En 1995, il annonce son retrait de la vie politique après 47 ans en tant que député de la Gironde, dont 16 ans au « perchoir ». À l’initiative du Bureau, le 12 novembre 1996, Philippe Séguin, Président de l’Assemblée nationale, proclame Jacques Chaban-Delmas Président d’honneur. « Ces fonctions, il les a marquées de la forte empreinte de sa personnalité. Il les a exercées pleinement, jusqu’à littéralement les incarner » dira Philippe Séguin, en lui remettant cet honneur qui n’avait été accordé qu’à Édouard Herriot avant lui.
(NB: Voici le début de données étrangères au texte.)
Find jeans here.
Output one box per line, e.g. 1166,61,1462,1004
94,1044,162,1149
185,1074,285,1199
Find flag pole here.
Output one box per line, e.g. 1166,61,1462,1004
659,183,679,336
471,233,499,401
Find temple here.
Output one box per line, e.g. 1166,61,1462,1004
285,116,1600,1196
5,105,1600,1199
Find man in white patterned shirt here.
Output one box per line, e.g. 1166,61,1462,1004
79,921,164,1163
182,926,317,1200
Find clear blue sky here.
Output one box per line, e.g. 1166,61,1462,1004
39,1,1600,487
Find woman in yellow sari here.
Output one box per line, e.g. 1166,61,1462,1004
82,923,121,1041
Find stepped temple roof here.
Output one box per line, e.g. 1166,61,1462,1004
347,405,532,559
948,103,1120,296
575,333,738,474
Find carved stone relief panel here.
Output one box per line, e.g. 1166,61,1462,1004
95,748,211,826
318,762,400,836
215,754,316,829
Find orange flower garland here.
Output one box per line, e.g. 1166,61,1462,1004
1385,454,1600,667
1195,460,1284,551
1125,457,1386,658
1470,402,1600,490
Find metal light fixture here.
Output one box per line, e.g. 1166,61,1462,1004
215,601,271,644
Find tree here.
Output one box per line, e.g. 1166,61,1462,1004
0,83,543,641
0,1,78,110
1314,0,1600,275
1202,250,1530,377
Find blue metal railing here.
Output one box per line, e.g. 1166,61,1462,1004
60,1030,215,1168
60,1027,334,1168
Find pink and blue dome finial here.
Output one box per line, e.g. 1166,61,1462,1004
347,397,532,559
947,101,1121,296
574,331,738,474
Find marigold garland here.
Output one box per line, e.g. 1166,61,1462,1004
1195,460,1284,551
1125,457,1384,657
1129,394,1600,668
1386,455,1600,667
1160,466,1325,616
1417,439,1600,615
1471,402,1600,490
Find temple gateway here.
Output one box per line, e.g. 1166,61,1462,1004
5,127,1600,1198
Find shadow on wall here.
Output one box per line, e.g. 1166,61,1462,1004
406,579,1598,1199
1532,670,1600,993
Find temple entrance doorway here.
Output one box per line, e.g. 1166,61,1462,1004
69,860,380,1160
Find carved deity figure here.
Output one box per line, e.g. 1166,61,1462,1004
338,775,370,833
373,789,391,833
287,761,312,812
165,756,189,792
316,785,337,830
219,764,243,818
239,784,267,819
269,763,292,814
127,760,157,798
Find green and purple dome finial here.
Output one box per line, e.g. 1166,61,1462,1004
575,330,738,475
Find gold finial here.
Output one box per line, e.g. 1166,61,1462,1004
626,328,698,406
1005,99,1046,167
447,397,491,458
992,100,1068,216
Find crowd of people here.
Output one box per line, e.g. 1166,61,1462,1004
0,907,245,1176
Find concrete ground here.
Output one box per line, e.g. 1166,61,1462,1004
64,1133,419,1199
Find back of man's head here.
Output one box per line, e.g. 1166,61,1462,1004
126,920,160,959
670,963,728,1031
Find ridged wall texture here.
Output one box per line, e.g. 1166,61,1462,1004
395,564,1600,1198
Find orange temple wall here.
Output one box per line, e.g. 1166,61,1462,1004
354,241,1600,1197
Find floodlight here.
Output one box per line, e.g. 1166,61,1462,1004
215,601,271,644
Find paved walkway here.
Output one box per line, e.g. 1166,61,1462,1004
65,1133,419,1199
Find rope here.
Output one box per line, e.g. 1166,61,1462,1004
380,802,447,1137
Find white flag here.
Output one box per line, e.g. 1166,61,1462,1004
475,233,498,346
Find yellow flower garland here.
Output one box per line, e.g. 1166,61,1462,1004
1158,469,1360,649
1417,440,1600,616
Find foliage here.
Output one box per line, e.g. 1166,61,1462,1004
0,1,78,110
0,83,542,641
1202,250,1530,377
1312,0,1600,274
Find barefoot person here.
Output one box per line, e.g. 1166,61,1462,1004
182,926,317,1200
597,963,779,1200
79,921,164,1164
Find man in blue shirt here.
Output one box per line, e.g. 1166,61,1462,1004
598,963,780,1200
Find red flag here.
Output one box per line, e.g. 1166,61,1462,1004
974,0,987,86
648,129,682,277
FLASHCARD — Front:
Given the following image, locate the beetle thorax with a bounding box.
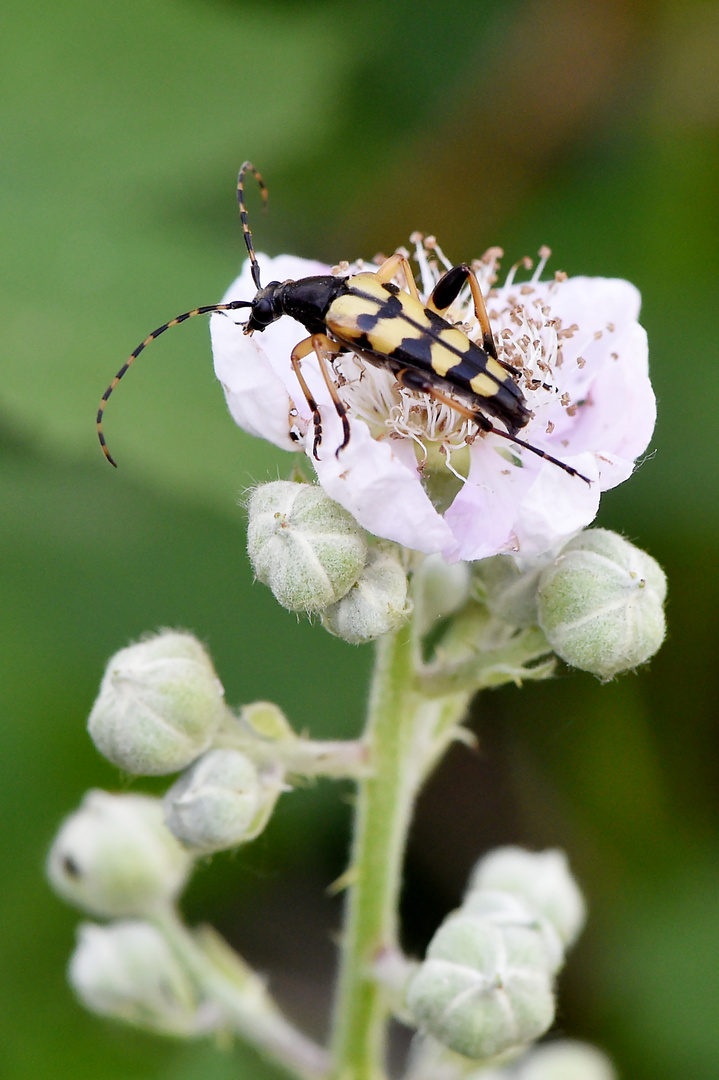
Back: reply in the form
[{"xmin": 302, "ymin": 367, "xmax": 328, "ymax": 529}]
[{"xmin": 278, "ymin": 276, "xmax": 347, "ymax": 336}]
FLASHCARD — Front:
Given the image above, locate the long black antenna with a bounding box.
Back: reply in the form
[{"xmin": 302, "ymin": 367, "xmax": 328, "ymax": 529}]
[
  {"xmin": 237, "ymin": 161, "xmax": 268, "ymax": 291},
  {"xmin": 97, "ymin": 299, "xmax": 252, "ymax": 466},
  {"xmin": 484, "ymin": 423, "xmax": 591, "ymax": 483}
]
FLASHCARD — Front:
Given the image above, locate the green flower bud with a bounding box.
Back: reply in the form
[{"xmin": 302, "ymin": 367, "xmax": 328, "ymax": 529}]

Jacques Chaban-Delmas s’éteint le 10 novembre 2000 à son domicile à Paris.

Raymond Forni, Président de l’Assemblée nationale, déclare lors de l’apposition d’une plaque à son nom dans l’hémicycle « Le nom de Jacques Chaban-Delmas évoque immédiatement les mots de résistance, conviction, courage, fidélité. Jacques Chaban-Delmas, c'est un peu de la France qui part aujourd'hui. C'est pour moi le plus grand Président de l'Assemblée nationale que nous ayons eu ».

Voir sa fiche biographique

Voir son discours du 16 septembre 1969 sur la "Nouvelle Société"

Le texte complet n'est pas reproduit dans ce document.